Halfway through, it becomes enraptured by a succession of people, among them a woman with a dog – an elderly vagrant, who gazes back impassively – and a trash-collector. It’s hard to think of another artist who might have looked with such loving, serious attention at someone collecting garbage. What Nymphlight demonstrates is the radical equanimity of Cornell’s vision, his capacity for finding beauty in the most unprepossessing of physical forms.

The last years were the hardest. In 1965, Robert died of pneumonia, and the following year Cornell’s mother also died. In 1967, he was the subject of two big retrospectives, at the Pasadena Art Museum and the Guggenheim, as well as a lengthy profile in Life magazine. An ecstatic culmination of a life’s work, one might think, assuming that what was being angled for was fame. But this had never been Cornell’s interest or his aim.

A Parrot for Juan Gris, 1953-54. Courtesy of Quicksilver/The Joseph and Robert Cornell Memorial Foundation/Vaga, NY/Dacs.
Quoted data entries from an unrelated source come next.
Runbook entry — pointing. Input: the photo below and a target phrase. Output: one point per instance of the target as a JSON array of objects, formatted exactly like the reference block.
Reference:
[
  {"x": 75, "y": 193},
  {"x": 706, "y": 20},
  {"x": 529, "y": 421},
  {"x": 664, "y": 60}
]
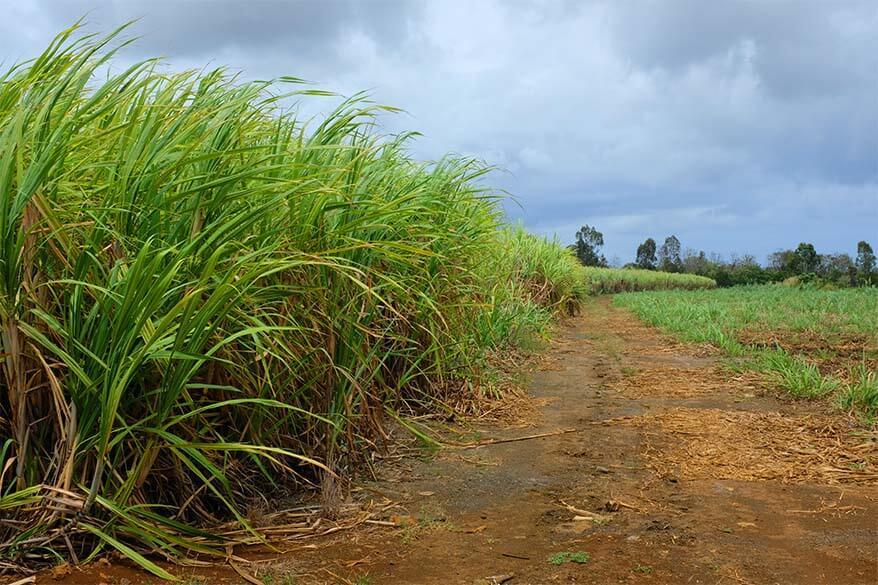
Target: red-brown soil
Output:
[{"x": 672, "y": 471}]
Alone in the house on Utopia Parkway, he was ravaged by loneliness, and particularly by a longing for the physical contact he’d never really managed to attain. He hired assistants, mostly art students, to cook for him and help organise his work. He was visited by many devoted friends, but there still seemed to be something that kept him apart from other people: a pane of glass he couldn’t quite break open or undo. And yet he never lost his ability to look and be moved – bowled over, even – by the things he saw, from birds in a tree (“cheery-upping of insistent Robin”), or shifts in the weather, to the marvellous traffic of his dreams and visions.

“Gratitude, acknowledgement & remembrance for something that can so easily get lost”, he wrote in his diary on 27 December 1972, two days before he died of heart failure, inadvertently summing up the abiding genius of his own work. Then, perhaps glancing up at the window, he added his final words: “Sunshine breaking through going on 12 noon” – a last record of his long romance with what he once called the elated world.